With new album, The Beach Boys attempt to remain relevant in an ever-changing industry


Photo courtesy of The Beach Boys.

William Malsam

The classic American band turned 50 this year, and the original boys of summer commemorated the event by releasing “That’s Why God Made the Radio,” the first album to feature new compositions by the group since 1996. This iteration of The Beach Boys has three of the remaining original members —­­ including a strong effort from Brian Wilson, the mastermind behind the ground breaking album “Pet Sounds.” Wilson helped produce the entire album and co-wrote 11 of the 12 tracks, which is good news for Beach Boys fans.

“That’s Why God Made The Radio” is a modern reprise of The Beach Boys’ sound from the ‘60s: stories of summer loving, freedom and fun told through expertly written vocal harmonies. Although a 50 year-old act, they still sound youthful and can harmonize with the best of them; however, their voices have deteriorated a bit from age, and digital post-production is used in every song in order to insure a smooth recording. This combination of modern production and ‘60s pop can be off-putting at first, but the album has enough gems for the listener to overlook the studio magic tricks.

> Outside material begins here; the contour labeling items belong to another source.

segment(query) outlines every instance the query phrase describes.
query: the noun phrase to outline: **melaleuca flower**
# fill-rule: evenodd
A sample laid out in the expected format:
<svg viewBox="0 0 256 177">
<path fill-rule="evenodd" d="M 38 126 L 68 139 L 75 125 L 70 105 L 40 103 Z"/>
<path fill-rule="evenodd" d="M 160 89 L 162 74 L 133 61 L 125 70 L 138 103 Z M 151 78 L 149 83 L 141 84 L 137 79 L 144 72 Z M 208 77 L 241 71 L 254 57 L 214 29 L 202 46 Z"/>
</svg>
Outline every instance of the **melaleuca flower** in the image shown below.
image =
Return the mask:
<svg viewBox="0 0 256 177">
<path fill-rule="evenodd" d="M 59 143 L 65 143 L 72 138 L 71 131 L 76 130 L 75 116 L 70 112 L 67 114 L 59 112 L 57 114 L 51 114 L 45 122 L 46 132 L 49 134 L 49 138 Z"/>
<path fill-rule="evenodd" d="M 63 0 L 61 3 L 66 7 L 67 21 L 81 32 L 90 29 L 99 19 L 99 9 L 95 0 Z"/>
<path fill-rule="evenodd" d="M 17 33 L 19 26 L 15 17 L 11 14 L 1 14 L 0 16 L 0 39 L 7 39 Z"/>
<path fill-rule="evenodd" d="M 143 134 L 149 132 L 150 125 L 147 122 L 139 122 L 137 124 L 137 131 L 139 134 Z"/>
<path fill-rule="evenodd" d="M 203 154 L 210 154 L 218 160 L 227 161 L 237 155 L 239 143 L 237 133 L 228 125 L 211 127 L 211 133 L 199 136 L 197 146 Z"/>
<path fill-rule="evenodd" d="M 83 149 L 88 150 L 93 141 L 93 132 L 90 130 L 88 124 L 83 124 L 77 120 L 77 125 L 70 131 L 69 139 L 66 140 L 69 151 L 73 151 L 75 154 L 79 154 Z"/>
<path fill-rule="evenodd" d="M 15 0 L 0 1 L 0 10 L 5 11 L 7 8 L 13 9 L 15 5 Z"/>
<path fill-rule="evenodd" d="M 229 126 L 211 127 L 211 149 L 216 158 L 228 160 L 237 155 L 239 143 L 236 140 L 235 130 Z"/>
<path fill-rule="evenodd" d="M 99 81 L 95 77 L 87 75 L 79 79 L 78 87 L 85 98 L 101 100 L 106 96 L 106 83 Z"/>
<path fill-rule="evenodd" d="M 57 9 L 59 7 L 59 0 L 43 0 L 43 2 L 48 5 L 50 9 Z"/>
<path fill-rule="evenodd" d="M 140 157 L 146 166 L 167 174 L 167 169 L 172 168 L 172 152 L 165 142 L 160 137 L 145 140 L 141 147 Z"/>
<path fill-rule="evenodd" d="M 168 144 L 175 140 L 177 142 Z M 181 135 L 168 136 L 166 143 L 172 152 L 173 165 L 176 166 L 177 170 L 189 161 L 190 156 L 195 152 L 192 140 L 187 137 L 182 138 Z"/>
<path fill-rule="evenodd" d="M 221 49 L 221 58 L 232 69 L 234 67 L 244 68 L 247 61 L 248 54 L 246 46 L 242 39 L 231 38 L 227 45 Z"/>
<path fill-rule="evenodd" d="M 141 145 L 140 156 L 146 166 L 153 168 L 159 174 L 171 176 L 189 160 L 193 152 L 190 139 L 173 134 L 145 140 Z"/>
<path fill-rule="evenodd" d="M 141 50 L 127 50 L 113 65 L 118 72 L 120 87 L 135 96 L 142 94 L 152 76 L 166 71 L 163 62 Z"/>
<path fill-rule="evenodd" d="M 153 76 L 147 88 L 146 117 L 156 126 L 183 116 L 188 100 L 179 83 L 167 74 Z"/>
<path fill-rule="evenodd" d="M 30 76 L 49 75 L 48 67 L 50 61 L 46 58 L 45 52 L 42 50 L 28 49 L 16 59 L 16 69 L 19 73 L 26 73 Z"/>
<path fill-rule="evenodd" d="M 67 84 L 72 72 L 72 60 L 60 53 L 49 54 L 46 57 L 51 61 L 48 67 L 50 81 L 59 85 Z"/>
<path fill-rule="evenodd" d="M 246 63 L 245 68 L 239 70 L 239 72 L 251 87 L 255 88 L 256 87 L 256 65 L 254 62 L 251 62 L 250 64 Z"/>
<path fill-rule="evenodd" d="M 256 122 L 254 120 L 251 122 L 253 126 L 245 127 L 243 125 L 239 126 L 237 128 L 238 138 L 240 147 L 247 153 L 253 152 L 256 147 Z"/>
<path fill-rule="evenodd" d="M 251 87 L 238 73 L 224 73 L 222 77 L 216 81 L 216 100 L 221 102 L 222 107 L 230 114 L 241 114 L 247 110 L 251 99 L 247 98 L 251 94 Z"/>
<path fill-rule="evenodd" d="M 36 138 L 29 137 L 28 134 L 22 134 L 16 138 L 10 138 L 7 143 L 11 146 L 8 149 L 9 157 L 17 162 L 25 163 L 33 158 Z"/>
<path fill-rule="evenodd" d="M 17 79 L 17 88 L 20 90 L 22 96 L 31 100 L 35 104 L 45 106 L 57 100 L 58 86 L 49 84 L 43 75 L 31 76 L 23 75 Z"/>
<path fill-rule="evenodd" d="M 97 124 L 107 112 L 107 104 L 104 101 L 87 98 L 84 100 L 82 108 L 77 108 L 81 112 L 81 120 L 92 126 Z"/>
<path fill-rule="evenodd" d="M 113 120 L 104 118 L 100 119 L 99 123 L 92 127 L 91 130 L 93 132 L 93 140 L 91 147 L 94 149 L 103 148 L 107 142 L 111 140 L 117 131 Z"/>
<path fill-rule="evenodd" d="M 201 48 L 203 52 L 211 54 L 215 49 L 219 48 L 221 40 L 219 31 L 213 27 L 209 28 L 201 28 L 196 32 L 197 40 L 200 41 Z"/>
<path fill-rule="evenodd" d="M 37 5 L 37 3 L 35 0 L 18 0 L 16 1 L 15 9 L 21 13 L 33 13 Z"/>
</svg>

This album is more than just love songs; it addresses new themes that are present in the lives of the Beach Boys: time, memory and age. The first track, “Think About The Days” hints at these themes with an elegiac vocal instrumental which sounds almost like a Gregorian chant. The second song, “That’s Why God Made The Radio,” is a strong juxtaposition from the first with its upbeat backing track and malt shop atmosphere. However, the song is still nostalgic, singing of a time when everyone listened to the radio and the band was on top.

To keep up with today’s music industry, The Beach Boys experiment with new genres and backing instruments with both success and failure. Carefree Jason Mraz-like ukulele pleasantly compliments their beach sound on “Isn’t it Time”, a song which features the most memorable chorus of the album. “Spring Vacation” has a John Mayer style with silky guitar solos and jazz organ that falls short of its desired effect. Unlike most of the borderline banal lyrics on the album, Wilson crafts a thought-provoking jab at the ever prevalent reality TV world with “The Private Life of Bill And Sue.” Here, the group at least manages to successfully update their subject matter.

Despite their best efforts, the album is at its worst when the group tries to overly modernize their sound. “Day Break Over the Ocean” and “Beaches in Mind” are two songs in which the digital age and old-time ‘60s harmonies simply clash; auto-tuned harmonies, digital percussion, and even talk boxes make these tracks alien to any generation.

The strongest part of the album, the part which provides depth, is the suite at the end the release. Here Wilson beautifully elaborates on the somber themes alluded to at the start of the album. These ballads expound upon the bitter sweet nature of growing old. Wilson admits this in “Summer’s Gone,” “Summer’s Gone/ I’m gonna sit and watch the waves/ We laugh, we cry/ We live and die/ And dream about our yesterday.” This album may not be up to par with The Beach Boys of yesteryear, but it’s a strong coda for one of America’s greatest bands.